足立力也さんは、こう言っています。本来、大地や山河、海などは私たちの経済の「資本」のはずなのですが、現代資本主義社会においてはおカネこそが資本であり、自然は「材料」でしかありません。つまり、「資本の逆転現象」が起こっているのです。私たちは、私たちに恵を与えてくれる自然やエコシステムこそが本来の資本であることを思い出さねばなりません。経済成長至上主義からの脱却のスタートポイントはそこにあります。

「減速して生きる」―ダウンシフターズ―

高坂勝さんは、こう言っています。皮肉なことに、上昇志向の人ほど、大切な食べ物を大量生産の安いものに依存していて、外食の回数や必要のない贅沢品に出費が多いように見受けます。しかし・・・会社での業務や数字からのプレッシャー、上司・同僚・部下といの人間関係、本当に望んでいる仕事はこれでいいのかという悩み。自分の売っている食品に、危険な添加物が入っている現実を知ってしまったとき。

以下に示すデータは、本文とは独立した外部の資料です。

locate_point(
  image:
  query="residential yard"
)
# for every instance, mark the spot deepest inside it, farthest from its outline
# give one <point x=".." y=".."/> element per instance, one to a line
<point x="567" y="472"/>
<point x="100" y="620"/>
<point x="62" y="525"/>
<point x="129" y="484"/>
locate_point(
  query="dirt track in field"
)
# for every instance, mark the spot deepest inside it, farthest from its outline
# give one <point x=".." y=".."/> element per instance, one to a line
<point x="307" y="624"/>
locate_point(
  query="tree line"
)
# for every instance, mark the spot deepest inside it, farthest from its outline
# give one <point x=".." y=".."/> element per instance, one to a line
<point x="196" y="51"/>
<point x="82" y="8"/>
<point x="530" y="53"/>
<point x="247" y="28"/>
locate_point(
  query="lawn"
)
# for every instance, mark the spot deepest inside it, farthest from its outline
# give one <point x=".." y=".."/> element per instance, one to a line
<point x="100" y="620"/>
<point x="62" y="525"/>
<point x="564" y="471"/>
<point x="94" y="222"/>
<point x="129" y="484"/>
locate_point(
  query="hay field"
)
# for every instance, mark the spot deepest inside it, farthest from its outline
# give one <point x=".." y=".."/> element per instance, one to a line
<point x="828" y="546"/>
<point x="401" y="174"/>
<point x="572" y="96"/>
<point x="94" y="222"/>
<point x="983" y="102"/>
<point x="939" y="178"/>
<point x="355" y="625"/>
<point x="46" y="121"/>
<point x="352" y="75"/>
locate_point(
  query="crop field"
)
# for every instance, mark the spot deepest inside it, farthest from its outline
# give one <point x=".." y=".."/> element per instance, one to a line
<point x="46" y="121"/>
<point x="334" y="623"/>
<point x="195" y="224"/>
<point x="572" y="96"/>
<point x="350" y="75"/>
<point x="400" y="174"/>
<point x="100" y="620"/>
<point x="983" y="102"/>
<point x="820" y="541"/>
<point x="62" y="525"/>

自分が関わったキャッシュディスペンサーの24時間稼働システムによって、職を失った人たちがいたことを知ったとき。自社工場跡地の土壌汚染を取締役が隠ぺいしようとしていることを知ってしまったとき、原子力発電の原料のウラン採掘・精製・運搬・発電所現場・使用済み放射性廃棄物の処理などで多くの人々が被曝して病気や死に追い込まれることを知ったとき。――→ここで、考えた末に仕事を辞め、ダウンシフターズとして動きだした人たちが、これまでとはまったく違うやりかたで人生を歩きだし、スモールビジネスを各地で立ち上げています。――→地方に移住して、夫婦で半農半“木工職人”、半農半“パン屋”、半農半“豆腐屋”半農半“NPO”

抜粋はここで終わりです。